I also work closely with Fisher House, which is like the Ronald McDonald House for VA hospitals. Many people don’t understand that the best thing about recovery when you’re hurting was to have family. A lot of our veterans, especially our troops who don’t make a lot of money, they can’t afford to put a wife and a child up for six or seven months or a year, as long as somebody has got to heal. So Fisher House provides that living situation for family members.
DANA DELANY
The Knockturnal: You’re being honored today at Variety’s Salute to Service. What does “service” mean to you?
Dana Delany: Obviously you are serving somebody. It means taking your ego out of it, that you’re for the greater good and not for yourself.
The Knockturnal: So from China Beach to The Code, which is coming out early next year, you’ve played a number of service people and first responders and all sorts of people who are fighting for our country. What attracts you to those kinds of roles?
Dana Delany: Well, I learned when I was doing China Beach from the women who had been nurses in Vietnam that they really were so selfless, and I never really believed that before. As an actor, you’re taught to look for people’s personal motivation, and they didn’t have any. They were there for the boys. And it really was about serving for other people. And I think that’s beautiful. It’s something I aspire to.

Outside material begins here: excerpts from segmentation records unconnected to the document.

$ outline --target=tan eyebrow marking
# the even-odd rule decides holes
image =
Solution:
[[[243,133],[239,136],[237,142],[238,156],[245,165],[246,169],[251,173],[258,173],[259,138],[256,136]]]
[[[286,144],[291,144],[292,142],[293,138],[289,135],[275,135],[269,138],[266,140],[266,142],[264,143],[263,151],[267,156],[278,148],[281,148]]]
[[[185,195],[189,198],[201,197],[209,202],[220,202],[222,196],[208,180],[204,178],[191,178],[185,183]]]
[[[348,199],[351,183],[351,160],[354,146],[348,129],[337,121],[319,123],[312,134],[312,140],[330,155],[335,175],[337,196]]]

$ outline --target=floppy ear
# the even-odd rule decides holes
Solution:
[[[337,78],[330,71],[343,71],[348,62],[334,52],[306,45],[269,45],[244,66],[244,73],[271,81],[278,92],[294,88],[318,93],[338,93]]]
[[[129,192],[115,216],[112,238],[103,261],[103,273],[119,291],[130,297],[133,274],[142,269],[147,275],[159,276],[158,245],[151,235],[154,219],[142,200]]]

The Knockturnal: And with The Code coming soon, can you tell us a little about your character in that?
Dana Delany: Well now I’m the boss, playing Colonel Glenn Turnbull and it’s the judge advocate corps, and she’s a Marine and she’s in charge. And it’s fun, it’s really fun. We’re dealing with legal stuff, and we’re dealing with stuff that’s happening overseas because in the military you have different bases all over the world. So it’s also a global show.
BOB WOODRUFF
The Knockturnal: You’re being honored today at Variety’s Salute to Service. What does “service” mean to you?
Bob Woodruff: Service can take on many different forms, be it serving your family and your children and sending them off to college, but also serving those veterans who go off to wars. This is the [100th] anniversary of Veteran’s Day after World War I in 1918, so the hope was that Armistice Day would somehow end the wars, that after that war it would never happen again, but look, they’re still going on. So we just have to make sure that those who serve get acknowledged and get the honor that they deserve, and hope that they can be brought back to the way their lives were before
The Knockturnal: You founded the Bob Woodruff Foundation, and I know that that works with a number of charities and other organizations that help veterans and servicemembers. What have you learned most from working with so many of these people?
Bob Woodruff: I think that everybody wants to do something for the veterans. I mean, this is so far away from the political battles that are happening in our country where you’re split so far to the left or so far to the right. In terms of doing something for the veterans, everybody wants to do it. And our role really is to find the best organizations out there so that people, when they want to do something, they find the best ways to do it. That’s really our job, to vet those to help the vets.